These resources enable logic device designers to readily respond to changing requirements, fix design errors, enable freedom to trade off resources and power and speed, as well as easing the routing of the chip.

At the end of the project, however, this margin or reserve serves no useful purpose and they are going to be in the embedded system.  This application note will suggest two ways in which these resources can be effectively used.


Traditionally, aerospace logic designers have provided for a number of "test points" that are buffered and brought out of the box to either a subsystem or system test connector.  All such signals should be properly buffered to ensure that any faults induced either through handling or test component failure cannot reasonably effect the reliability of the flight system and that there is reasonable signal quality.

An example from a recent flight design is shown below in Figure 1 where six points are provided.  The buffering is done via a single hex inverter chip.  The only use of the hex inverter integrated circuit is for test points to decouple the test function from the flight hardware.

Figure 1. A Buffered Test Port

Typically, the signals to be brought out of the system are simply wired to one of the buffers.  That works well but with the use of the spare logic resources, the test port can be made more useful for functions such as system debug, improving system testability via making more signals visible at the box level, and providing an aid for calibration in certain system.

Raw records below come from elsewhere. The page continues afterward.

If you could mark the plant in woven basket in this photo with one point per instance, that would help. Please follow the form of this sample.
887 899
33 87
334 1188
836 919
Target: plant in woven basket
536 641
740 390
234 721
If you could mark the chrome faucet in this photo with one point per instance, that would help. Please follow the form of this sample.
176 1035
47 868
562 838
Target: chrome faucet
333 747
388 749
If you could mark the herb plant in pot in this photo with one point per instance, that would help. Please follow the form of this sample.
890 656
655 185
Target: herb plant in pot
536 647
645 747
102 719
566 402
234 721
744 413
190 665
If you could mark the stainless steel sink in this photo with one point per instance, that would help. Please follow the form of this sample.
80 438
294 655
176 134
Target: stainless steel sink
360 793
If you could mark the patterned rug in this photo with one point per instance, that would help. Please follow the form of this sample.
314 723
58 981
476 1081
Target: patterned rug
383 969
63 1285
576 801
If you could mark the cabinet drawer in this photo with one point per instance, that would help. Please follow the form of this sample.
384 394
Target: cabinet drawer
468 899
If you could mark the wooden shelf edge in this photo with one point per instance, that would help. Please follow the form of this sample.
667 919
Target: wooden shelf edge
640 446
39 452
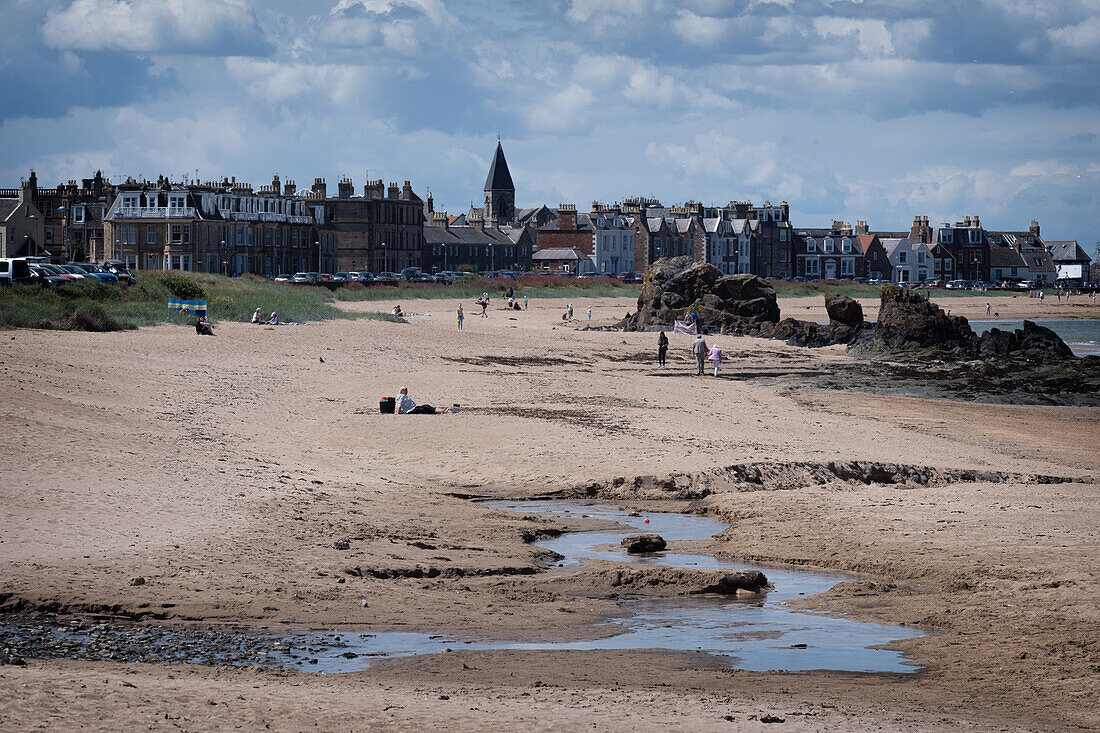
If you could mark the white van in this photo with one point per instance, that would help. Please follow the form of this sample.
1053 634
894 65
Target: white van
15 270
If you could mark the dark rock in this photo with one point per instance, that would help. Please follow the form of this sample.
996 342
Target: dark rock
743 582
677 286
844 309
636 544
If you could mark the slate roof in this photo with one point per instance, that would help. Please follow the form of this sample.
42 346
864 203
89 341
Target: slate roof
7 206
1005 256
498 175
571 253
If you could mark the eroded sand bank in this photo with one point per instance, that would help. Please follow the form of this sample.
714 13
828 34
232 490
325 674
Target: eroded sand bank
223 470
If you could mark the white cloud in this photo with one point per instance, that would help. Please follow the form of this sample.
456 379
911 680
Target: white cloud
164 26
871 35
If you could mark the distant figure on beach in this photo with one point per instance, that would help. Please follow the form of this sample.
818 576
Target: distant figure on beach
405 405
701 350
715 356
202 327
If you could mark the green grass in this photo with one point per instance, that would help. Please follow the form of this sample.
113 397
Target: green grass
90 305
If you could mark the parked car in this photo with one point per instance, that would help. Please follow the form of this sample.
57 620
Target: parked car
96 271
46 279
119 269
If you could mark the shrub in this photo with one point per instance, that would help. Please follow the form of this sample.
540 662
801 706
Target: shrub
182 287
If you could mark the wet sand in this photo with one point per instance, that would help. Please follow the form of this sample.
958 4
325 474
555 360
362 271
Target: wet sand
223 470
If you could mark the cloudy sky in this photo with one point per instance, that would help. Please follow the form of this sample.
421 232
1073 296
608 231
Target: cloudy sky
860 109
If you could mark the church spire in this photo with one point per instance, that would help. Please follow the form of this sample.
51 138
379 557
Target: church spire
498 177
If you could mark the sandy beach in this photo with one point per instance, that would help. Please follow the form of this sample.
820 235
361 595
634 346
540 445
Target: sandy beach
222 471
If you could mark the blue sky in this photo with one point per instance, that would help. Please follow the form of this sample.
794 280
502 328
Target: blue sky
876 109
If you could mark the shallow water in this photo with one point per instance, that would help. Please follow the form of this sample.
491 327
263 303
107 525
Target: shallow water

The n-bit test port can be made programmable via a simple register load command to the subsystem, allowing related sets of signals to be made visible, allowing for timing verification, capture by a logic analyzer, or other use as appropriate to the subsystem under test. 

For example, in a recently designed system, an eight bit command "programs" the test port to make visible 1 of up to 256 sets of six signals.  The power-on reset signal initializes the test port to provide a "look and feel" of a traditional system, with the six most commonly used signals available on the test port for use by the system test engineers.

The following VHDL code snippet shows the idea.  The eight-bit signal "k_probe" is initialized to "00000000" upon the application of power and is writable through the command interface.  For this system, signals "test1" and "test6" had fixed assignments to critical timing signals for use by the system-level test equipment.

test1 <= ping;
test6 <= time_zero;

k_probe_proc: process (k_probe, fire, cycle_reset, tdc_phase_out, ... )
case k_probe is
   when x"00" =>  test2 <= clk_1mhz;          test3 <= range_gate;
                  test4 <= earth_range_gate;  test5 <= fire;
   when x"01" =>  test2 <= tdc_phase_in( 0);  test3 <= tdc_phase_in ( 1);
                  test4 <= tdc_phase_in( 2);  test5 <= tdc_phase_in ( 3);
   when x"02" =>  test2 <= tdc_phase_in( 4);  test3 <= tdc_phase_in ( 5);
                  test4 <= tdc_phase_in(6);   test5 <= tdc_phase_in(7);


   when others => test2 <= fire;              test3 <= cycle_reset;
                  test4 <= range_gate;        test5 <= earth_range_gate;
   end case;
end process k_probe_proc;


Board Level Logic

Prior to the widespread use of gate array technologies, logic designs were implemented primarily with SSI and MSI devices along with some fixed function LSI components.  Designers would traditionally leave a number of spare logic gates and flip-flops on the board along with some empty component footprints for 14, 16, and 20-pin devices.  This allowed changes for a variety of reasons to be made without having to make new printed circuit boards.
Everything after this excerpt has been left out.